I dont know how to start here. I have been a quiet member for about two years. I dont write much, really not good at it. I read these forums every single day. They have been very helpful to my family. I am really at the end of my rope, I dont know if I am strong enough to take any more. I feel bad feeling like this, I am not the one with the cancer it is my husband. He needs to go for a biopsy on Friday, after 20 months from end of last treatment.
Our Story...On Xmas Eve 2002 my husband was told there was a pretty good chance he had tongue


cancer. On the 9th of January he had a biopsy, and yes it was positive. On Febuary 3, 2003 he had a partial glossectomy, radical neck and a peck flap. 14 hour surgery, results were T3N1M0. After six weeks he had 30 radiation treatments to both side of neck. All this ended at the end of April.
Everything was going ok but he was having troble with his jaw hurting. Come to find out where they broke (cut) the jaw to do the surgery wasnt healing. They tried many thing to try to get the jaw to repair itself. He kept getting infections and in pain. In June of 2004 they did a surgery where they took a bone an a artrery from his leg to repair the jaw. Well he had a MAJOR stroke during surgery. He never had high blood pressure or anything. They think something broke off during surgery. Who knows, they said sometimes it just happens. He ended up spending almost 2 months in the hospital to recieve therapy. He had this surgery at UofM so thats where he stayed for the entire 2 months. He was paralyzed on his left side. He can now walk (with a bad limp) but his arm works very little, and his hand has no movement.
Now end of December 2004 he had a PET scan. It showed activity on the left neck 2 small spots. (cancer was on right before) Four weeks later had an MRI. It show the same area with one spot 1.5cmx.05 and second (real close to the other)is 1.3cmX.03. This is why he is having a biopsy on Friday.
I dont mean to complain, but I dont think I can take any more. We are in business for ourselves and I have been holding everything together. We have two kids who are away at collage. They should be having the times of their lives and they just want to come home to be with their Dad. Dont get me wrong I am thankful we are in our own business because Dave would have been fired by now after two years of this crap.
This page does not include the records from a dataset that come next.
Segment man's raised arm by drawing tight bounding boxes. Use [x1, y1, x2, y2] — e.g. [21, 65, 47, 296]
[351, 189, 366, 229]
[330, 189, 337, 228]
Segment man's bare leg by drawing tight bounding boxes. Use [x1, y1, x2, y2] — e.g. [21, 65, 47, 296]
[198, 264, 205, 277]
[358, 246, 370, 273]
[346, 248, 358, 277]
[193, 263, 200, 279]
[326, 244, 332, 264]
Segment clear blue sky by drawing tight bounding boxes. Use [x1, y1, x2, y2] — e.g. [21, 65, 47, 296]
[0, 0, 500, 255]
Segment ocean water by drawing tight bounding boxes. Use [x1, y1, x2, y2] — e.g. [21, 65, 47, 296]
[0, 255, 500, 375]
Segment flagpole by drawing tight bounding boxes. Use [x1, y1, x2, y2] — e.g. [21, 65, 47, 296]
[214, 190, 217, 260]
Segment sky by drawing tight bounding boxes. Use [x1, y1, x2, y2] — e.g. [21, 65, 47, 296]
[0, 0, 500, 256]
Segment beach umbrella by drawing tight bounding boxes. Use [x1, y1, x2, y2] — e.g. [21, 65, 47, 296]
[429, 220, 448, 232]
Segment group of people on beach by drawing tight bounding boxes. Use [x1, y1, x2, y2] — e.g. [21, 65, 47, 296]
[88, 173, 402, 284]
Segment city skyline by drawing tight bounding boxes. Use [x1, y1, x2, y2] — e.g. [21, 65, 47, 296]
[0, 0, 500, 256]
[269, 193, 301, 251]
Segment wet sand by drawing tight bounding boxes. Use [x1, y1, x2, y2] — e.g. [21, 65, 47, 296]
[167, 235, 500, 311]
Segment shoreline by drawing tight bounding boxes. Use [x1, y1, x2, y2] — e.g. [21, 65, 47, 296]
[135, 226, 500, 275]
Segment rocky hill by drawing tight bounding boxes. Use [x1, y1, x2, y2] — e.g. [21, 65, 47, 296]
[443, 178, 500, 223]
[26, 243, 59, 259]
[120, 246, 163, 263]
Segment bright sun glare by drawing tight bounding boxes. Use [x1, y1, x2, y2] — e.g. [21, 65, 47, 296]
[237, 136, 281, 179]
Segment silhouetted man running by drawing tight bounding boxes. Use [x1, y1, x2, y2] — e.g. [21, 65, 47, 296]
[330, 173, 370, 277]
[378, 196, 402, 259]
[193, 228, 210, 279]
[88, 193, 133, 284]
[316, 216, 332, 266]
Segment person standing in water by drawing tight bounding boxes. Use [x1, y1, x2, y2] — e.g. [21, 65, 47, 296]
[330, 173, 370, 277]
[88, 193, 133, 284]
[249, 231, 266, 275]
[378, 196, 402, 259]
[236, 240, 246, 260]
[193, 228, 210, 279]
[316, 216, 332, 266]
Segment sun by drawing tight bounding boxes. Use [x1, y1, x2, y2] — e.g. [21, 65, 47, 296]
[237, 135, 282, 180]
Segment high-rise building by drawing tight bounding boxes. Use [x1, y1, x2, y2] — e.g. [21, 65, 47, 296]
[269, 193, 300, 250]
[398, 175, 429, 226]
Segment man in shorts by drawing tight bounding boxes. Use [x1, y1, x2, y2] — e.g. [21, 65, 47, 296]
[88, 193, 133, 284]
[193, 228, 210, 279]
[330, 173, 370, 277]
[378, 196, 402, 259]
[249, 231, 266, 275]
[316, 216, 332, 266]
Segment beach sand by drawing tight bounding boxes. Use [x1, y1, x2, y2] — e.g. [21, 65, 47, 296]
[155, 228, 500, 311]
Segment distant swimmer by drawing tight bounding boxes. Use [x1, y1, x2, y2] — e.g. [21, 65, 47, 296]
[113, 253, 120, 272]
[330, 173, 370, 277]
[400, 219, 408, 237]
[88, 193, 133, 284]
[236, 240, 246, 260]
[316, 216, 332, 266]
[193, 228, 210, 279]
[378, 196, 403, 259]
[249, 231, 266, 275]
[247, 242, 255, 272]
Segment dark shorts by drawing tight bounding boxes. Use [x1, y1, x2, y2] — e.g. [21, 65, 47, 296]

I know if he has a reoccurrance the odds of him getting better are not that great. I do not understand why he must take so much. He is a great person, would always help others, just an all around nice guy. I guess I am just mad at the world and at CANCER. I dont even know why I wrote this, guess I just need to get it off my chest. Sorry if there are any spelling mistakes but it took me two hours to type this, dont feel like checking it all. I am a really bad typer.